How can we manage slow variables and feedbacks?

The key challenge in managing slow variables and feedback is identifying the key slow variables and feedbacks that maintain the social-ecological regimes which produce desired ecosystem services, and identifying where the critical thresholds lie that can lead to a reconfiguration of the system. Once this is known, even tentatively, the following guidelines can be applied:

Strengthen feedbacks that maintain desirable regimes. For example, hard coral reefs provide ecosystem services such as fisheries and ecotourism, but stresses such as climate change and fishing can cause the system to shift to a regime dominated by seaweed. The resilience of the hard coral regime can be enhanced by promoting the abundance of herbivores, such as parrot fish, that graze on seaweed and thereby provide a dampening feedback. Governance structures that prevent overfishing and protect reef users can also create dampening feedbacks that helps maintain the hard coral regime.

Avoid actions that obscure feedbacks. Certain activities and subsidies can mask or distort dampening feedbacks. Within the fishing industry, most organisations are legally restricted to a defined geographic location. This means that they have an incentive not to overfish, as it would undermine their longer term livelihood options. However, marine ‘roving bandits’, illegal and unregistered fishing vessels that move around the world and deplete local fisheries, undermine local institutions as they have no incentive to ensure the sustainability of fisheries in particular places. In other words, they sidestep the feedback between fish stocks and fish harvest by continuously moving around the world.

Monitor important slow variables. This is crucial in order to detect slow changes that may cause the system to cross a threshold and reorganise into a different regime. However, financial constraints are causing monitoring programmes all over the world to be cut.
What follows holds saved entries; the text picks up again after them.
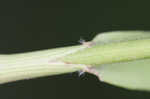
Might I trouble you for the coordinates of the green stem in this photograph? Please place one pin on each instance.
(69, 59)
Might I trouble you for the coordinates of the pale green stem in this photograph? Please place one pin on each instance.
(69, 59)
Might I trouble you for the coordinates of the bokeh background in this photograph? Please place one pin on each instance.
(29, 25)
Understanding the role of slow variables and feedbacks can help managers recognise that investing in monitoring programmes that focus on the variables that underlie system functioning can be very cost-effective.
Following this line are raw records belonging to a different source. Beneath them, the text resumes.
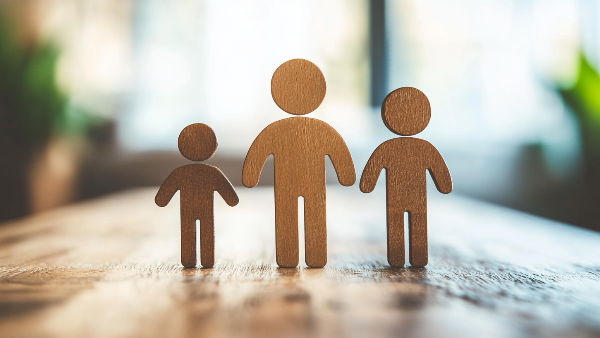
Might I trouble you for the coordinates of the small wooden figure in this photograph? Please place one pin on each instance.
(197, 182)
(299, 146)
(406, 111)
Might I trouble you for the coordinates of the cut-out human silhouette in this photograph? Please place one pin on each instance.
(406, 111)
(197, 183)
(299, 146)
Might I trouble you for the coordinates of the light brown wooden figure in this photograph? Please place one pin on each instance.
(197, 183)
(406, 111)
(299, 146)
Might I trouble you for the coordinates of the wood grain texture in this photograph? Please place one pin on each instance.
(406, 111)
(197, 183)
(298, 87)
(299, 146)
(109, 268)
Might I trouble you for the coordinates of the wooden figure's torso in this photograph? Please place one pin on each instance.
(198, 182)
(406, 160)
(299, 146)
Establish governance structures that can respond to monitoring information. Knowledge and monitoring information is not enough to avoid regime shifts that can threaten ecosystem services. Establishing governance structures that can effectively respond to monitoring information is equally critical. One innovative example is the approach applied in the Kruger National Park in South Africa. Their system called “thresholds of potential concern” is based on constantly updated knowledge about key environmental indicators. If monitoring indicates that a critical threshold has been reached or is about to be reached, it triggers a formal meeting where it is required that a decision is taken on whether to take remedial action or adjust the suspected threshold to a new level.